Heat Treatment Cycle Time Intelligence — Multi-Factor Regression for Quench Rack Scheduling

"You can't schedule what you can't measure. But you can estimate it."

🎯 Business Problem

In heat treatment operations, time is the invisible raw material. Every rack that enters a muffle furnace occupies it for a block of time that no other job can reclaim. Getting that estimate wrong — or not having it at all — means scheduling slots built on intuition, buffers padded beyond what physics requires, and planners making decisions with one hand tied behind their back.

The plant in this study runs ~300 part numbers through a single quench rack furnace. For 200 of those PNs, historical cycle records exist. For the remaining 100 low-volume PNs, no such history was ever captured — making them effectively invisible to the scheduling system.

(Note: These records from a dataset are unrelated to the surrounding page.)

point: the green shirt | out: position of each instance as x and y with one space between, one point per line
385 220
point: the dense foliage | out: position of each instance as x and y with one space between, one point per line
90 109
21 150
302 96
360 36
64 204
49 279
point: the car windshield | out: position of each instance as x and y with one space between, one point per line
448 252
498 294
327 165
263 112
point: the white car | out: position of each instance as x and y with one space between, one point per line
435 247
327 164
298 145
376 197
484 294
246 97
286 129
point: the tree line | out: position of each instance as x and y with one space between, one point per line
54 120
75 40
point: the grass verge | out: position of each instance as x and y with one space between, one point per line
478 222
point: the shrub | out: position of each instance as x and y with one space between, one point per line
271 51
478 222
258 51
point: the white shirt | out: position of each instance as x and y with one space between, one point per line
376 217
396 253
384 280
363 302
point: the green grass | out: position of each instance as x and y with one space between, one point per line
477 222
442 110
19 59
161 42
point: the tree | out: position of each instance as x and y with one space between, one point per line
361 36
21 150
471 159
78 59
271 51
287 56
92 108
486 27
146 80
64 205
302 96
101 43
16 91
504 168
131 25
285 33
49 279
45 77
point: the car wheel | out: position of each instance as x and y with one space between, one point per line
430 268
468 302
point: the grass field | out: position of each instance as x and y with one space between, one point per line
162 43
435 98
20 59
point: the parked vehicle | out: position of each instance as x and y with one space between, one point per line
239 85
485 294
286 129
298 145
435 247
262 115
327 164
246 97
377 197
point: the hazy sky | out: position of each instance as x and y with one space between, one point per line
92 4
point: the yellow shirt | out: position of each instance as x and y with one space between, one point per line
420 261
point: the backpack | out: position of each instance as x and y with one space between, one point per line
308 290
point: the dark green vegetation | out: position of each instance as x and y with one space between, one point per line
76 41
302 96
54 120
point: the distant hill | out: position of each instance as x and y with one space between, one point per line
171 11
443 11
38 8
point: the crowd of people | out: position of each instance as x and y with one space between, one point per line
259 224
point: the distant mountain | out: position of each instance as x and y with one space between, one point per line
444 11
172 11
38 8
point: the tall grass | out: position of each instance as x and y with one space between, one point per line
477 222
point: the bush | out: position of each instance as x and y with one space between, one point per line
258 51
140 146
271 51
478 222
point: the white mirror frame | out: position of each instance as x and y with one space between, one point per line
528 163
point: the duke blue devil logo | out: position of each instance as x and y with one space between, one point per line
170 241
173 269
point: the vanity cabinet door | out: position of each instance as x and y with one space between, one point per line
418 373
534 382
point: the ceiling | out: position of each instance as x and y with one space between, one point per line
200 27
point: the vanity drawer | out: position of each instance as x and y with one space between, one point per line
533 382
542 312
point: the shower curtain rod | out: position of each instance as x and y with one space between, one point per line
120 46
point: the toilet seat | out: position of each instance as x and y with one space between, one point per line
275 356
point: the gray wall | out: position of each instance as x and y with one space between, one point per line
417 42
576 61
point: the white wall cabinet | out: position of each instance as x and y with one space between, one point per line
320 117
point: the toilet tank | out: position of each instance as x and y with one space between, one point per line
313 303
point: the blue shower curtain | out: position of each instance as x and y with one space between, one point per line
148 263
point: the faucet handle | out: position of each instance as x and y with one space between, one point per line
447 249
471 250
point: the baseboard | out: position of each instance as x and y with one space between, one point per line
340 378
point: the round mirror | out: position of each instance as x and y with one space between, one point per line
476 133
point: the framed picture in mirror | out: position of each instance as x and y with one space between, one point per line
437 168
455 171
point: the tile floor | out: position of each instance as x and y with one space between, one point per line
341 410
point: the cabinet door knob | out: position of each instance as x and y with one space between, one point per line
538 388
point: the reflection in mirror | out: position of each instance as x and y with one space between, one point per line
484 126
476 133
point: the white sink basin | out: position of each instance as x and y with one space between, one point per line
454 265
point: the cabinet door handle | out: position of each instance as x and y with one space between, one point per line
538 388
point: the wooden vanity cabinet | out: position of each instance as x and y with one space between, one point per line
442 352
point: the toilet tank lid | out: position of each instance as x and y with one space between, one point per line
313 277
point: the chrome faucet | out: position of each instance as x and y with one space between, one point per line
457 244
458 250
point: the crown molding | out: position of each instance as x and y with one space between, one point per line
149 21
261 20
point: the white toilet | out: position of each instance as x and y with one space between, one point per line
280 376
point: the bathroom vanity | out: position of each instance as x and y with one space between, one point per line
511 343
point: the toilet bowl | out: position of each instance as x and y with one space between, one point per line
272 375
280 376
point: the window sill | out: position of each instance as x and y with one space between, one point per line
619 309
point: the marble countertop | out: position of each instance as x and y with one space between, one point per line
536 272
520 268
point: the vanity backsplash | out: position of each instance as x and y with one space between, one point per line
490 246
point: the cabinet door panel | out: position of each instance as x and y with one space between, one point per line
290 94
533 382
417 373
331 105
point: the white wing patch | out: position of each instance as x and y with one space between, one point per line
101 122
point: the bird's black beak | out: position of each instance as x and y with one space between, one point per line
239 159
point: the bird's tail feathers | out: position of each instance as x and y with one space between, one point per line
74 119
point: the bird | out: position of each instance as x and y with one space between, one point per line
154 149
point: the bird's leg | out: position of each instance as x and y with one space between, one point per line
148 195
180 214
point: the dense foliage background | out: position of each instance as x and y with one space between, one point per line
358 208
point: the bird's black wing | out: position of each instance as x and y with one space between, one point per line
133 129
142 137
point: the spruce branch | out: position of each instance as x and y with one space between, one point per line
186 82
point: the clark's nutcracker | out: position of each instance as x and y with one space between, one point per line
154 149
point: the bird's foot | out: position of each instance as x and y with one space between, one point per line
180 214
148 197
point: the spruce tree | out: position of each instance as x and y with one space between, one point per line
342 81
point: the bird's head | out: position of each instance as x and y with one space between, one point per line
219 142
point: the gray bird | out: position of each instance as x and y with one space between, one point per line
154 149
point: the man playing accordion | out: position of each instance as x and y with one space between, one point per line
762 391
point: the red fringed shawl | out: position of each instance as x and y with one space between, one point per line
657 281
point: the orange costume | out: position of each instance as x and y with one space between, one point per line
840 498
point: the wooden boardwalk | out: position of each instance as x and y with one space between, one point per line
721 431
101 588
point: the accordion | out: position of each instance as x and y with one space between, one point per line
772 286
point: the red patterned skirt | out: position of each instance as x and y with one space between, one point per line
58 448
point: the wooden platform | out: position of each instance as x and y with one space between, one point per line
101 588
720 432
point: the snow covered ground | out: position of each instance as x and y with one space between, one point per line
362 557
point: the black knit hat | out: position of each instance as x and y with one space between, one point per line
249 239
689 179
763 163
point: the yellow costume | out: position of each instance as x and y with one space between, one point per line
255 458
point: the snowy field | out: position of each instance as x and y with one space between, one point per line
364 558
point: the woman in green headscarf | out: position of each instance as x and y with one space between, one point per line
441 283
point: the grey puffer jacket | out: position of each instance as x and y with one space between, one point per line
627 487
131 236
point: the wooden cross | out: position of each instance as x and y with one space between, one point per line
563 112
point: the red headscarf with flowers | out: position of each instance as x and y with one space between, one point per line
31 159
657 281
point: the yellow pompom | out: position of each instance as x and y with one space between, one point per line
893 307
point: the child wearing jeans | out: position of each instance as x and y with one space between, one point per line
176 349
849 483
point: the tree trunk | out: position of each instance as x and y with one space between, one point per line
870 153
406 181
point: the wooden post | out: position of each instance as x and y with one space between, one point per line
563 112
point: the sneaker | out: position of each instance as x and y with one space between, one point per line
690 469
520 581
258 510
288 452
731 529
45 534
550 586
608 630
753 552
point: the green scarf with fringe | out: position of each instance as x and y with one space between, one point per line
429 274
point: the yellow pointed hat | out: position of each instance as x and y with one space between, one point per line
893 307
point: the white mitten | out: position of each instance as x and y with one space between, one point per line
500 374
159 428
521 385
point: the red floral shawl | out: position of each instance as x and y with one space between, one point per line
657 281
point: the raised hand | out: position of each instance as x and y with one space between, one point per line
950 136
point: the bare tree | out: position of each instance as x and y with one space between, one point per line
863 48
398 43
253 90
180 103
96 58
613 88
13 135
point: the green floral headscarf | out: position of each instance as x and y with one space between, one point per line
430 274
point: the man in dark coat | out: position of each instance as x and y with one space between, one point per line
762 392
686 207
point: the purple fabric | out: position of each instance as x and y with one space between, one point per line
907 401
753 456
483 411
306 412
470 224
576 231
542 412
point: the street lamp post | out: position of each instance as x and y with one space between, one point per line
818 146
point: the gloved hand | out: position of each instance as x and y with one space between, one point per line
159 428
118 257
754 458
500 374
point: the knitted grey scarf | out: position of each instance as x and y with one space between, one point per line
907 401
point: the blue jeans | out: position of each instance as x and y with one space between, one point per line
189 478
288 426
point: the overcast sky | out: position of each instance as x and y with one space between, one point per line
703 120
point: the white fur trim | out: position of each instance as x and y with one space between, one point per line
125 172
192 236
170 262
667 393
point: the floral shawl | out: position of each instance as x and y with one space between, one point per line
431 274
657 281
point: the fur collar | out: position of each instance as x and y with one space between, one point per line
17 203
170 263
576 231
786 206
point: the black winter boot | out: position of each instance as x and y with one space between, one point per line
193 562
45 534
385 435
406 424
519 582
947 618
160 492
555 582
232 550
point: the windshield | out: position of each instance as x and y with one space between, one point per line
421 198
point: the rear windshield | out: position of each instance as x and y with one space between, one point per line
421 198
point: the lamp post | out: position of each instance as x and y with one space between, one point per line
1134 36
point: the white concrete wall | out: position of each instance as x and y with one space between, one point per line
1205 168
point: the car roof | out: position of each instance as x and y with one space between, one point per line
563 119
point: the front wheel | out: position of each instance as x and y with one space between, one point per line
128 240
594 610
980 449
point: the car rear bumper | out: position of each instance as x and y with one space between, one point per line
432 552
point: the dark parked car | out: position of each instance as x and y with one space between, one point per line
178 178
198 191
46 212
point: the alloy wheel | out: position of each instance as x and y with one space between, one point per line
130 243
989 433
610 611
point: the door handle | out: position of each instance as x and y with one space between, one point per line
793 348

This project closes that gap with multiple linear regression. A model trained on 500 observed furnace cycles learns how five process variables jointly determine cycle time. That model is then used in two ways: real-time estimation before a job starts, and a planning gap-fill that gives the scheduling team quantitative cycle time estimates for all 100 unobserved part numbers — for the first time.

📊 Dataset

500 furnace cycle records captured from the muffle furnace PLC and plant MES layer
Target: cycle_time_min — total furnace cycle time per rack (continuous, minutes)
Range: 208.1 – 382.4 min | Mean: 299.9 min | Std: 30.3 min
Source: 200 high-volume part numbers with sufficient production history

Column	Type	Description
`rack_piece_count`	int	Total pieces loaded in the rack
`avg_piece_mass_kg`	float	Weighted average mass per piece (kg)
`part_mix_count`	int	Number of distinct part numbers in the rack (1–5)
`avg_furnace_temp_c`	float	Mean furnace chamber temperature during cycle (°C)
`burner_power_pct`	float	Burner set-point during the hold phase (%)
`cycle_time_min`	float	Target — total furnace cycle time (minutes)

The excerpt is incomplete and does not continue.